The eyes are the seat of the soul. They can also mirror hell, unspeakable horror. Eyes pried wide open by pain and infinite fear. The eyes of the children running from madness and cross-fire on September 3, 2004, at a school in Beslan, North Ossetia, many in their underwear, nothing covering them, nobody left to protect them.
Dead children, injured kids, crazed parents. The photos, together with the news updates, began to flood the media. Online galleries of horrors appearing on all newspaper sites. I looked at the first few and then stopped. Stopped watching the news on TV. Tried not to look at the newspaper stands with frontpages like mourges displaying body bags.
I stopped looking, watching, not because I wanted to forget, but because I had seen enough. I had seen too much.
A few months ago, I remember seeing, half-hidden online, photographs of the disfigured corpses of Iraqi children. What remained of fragile bodies after they had been blown to bits. I remember the anger and wondering why they weren't being shown on TV, in the press. Why weren't we showing the effect of what happens when you bomb a country in the name of democracy and liberation. The charred, sliced-up faces of collateral damage.
Not sure at all now. Today, I read that a video shot by the terrorists inside the school has been shown on Russian TV. The stills are available on the BBC website. Why? What does this add? What is the point of the gruesome details, the images, if we are powerless to stop the carnage? Has information become a snuff film?
The eyes are the seat of the soul. They can also mirror memories, establish connections. I recall images of Grozny in rubble. Like East London, Dresden, Hiroshima, after the second world war. But do not misunderstand me. There can be no justification ever for what happened in Beslan. No justification ever, no understanding is possible. But I cannot help but think how violence breeds violence, and how the violence becomes more vicious, and we freefall, spiralling out of control, into the depths of unspeakable, systematic cruelty. How can you sink any lower than targeting children, on their first day of school?

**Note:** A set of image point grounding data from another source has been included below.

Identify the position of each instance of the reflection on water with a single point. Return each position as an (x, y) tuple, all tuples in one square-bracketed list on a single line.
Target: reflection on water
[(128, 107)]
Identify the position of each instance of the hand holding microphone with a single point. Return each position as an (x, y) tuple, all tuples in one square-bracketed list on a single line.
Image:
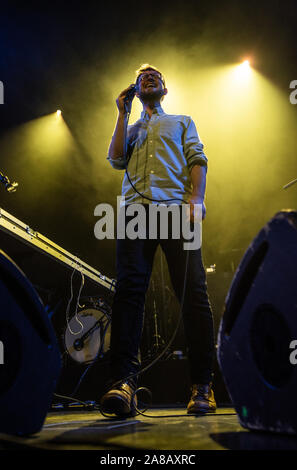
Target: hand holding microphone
[(125, 98)]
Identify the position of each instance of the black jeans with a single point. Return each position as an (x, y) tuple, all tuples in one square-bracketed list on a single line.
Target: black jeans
[(134, 267)]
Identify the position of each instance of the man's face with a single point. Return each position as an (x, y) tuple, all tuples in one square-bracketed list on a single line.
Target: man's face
[(150, 86)]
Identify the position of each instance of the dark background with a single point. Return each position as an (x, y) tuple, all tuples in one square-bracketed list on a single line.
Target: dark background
[(67, 56)]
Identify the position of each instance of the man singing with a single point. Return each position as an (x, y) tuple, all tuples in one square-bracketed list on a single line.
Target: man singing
[(165, 163)]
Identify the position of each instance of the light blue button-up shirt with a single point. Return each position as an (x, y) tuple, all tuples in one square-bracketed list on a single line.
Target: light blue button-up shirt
[(162, 151)]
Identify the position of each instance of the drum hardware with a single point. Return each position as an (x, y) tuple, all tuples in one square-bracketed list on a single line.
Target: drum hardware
[(93, 340)]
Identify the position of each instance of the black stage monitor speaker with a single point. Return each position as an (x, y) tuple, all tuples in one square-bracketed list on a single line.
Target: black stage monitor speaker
[(29, 357), (259, 322)]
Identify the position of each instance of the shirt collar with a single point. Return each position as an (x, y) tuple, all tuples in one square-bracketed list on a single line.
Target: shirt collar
[(157, 110)]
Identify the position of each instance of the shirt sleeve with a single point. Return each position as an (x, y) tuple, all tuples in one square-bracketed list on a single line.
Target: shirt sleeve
[(117, 163), (193, 147)]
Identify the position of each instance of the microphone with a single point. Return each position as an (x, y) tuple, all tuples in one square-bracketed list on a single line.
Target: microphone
[(130, 93), (129, 98)]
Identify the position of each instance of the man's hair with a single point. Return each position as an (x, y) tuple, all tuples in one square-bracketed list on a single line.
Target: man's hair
[(145, 68)]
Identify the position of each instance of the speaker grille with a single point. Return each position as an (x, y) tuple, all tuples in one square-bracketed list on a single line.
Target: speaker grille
[(270, 340)]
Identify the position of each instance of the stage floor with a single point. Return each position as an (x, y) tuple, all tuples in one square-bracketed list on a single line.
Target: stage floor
[(89, 430)]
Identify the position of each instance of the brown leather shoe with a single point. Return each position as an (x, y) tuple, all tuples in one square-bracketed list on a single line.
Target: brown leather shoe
[(118, 400), (202, 400)]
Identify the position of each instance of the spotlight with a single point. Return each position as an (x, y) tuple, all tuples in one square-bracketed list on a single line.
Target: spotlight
[(246, 64)]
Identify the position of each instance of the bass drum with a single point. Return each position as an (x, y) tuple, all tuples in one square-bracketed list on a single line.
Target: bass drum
[(87, 334)]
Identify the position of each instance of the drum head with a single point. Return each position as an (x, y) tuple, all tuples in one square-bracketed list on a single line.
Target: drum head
[(87, 335)]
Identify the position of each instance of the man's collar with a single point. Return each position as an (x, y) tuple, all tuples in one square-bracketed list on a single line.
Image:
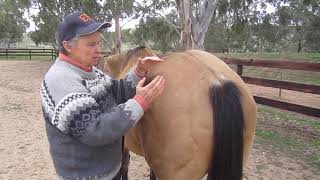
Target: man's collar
[(69, 60)]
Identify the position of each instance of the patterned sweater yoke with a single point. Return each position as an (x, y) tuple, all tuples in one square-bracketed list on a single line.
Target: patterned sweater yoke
[(86, 114)]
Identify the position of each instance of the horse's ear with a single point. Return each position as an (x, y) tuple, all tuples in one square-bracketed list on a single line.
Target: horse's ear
[(141, 46)]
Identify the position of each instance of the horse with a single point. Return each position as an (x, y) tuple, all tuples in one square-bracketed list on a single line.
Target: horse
[(203, 122)]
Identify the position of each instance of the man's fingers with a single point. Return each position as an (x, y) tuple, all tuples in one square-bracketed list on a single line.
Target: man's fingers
[(152, 58), (158, 85), (141, 82), (153, 82)]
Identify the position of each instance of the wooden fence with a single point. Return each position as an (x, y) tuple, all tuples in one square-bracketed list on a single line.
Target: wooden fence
[(284, 64), (240, 63), (7, 53)]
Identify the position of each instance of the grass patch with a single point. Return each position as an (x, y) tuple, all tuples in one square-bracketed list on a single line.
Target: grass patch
[(26, 58), (310, 57), (279, 129), (277, 115)]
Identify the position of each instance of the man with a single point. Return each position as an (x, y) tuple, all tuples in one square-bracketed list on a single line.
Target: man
[(81, 106)]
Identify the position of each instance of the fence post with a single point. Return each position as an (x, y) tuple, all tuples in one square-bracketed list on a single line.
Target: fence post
[(239, 69)]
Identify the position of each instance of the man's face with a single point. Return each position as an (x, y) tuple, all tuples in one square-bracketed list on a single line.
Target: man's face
[(86, 49)]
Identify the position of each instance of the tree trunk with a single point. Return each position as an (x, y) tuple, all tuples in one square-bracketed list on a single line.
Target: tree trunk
[(186, 34), (117, 34), (299, 46), (195, 26), (200, 25)]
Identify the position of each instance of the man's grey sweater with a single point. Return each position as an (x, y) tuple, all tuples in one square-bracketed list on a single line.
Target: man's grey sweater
[(86, 114)]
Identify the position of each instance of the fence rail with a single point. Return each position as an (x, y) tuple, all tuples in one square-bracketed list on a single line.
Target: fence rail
[(4, 52), (284, 64)]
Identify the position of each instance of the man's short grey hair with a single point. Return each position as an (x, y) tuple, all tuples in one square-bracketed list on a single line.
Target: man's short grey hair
[(71, 42)]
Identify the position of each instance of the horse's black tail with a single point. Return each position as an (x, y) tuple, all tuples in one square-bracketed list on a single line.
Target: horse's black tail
[(226, 163)]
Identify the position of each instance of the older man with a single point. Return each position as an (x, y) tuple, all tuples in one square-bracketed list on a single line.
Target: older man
[(84, 122)]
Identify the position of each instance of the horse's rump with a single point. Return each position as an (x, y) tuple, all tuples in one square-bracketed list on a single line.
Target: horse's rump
[(175, 134)]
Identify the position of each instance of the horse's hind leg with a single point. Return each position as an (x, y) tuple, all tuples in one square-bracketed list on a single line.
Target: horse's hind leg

On September 3, 2004, chechen terrorists and russian soldiers shot down the future, the hope of learning, our humanity. Today, the news is filled with the kidnapping of two Italians in Iraq. Two women striving for peace through their work for an NGO. And then, as I write, there are all the child soldiers from Colombia to Africa, all the child slaves working across Asia, all the dispossessed world-wide, all those that will not receive mention of their suffering today.
We are all children of Beslan, caught in the cross-fire of bloodthirsty bastards. A minority of monsters playing out power struggles with our lives. It's time to turn the table around. Break the cycle of violence. Just don't ask me how.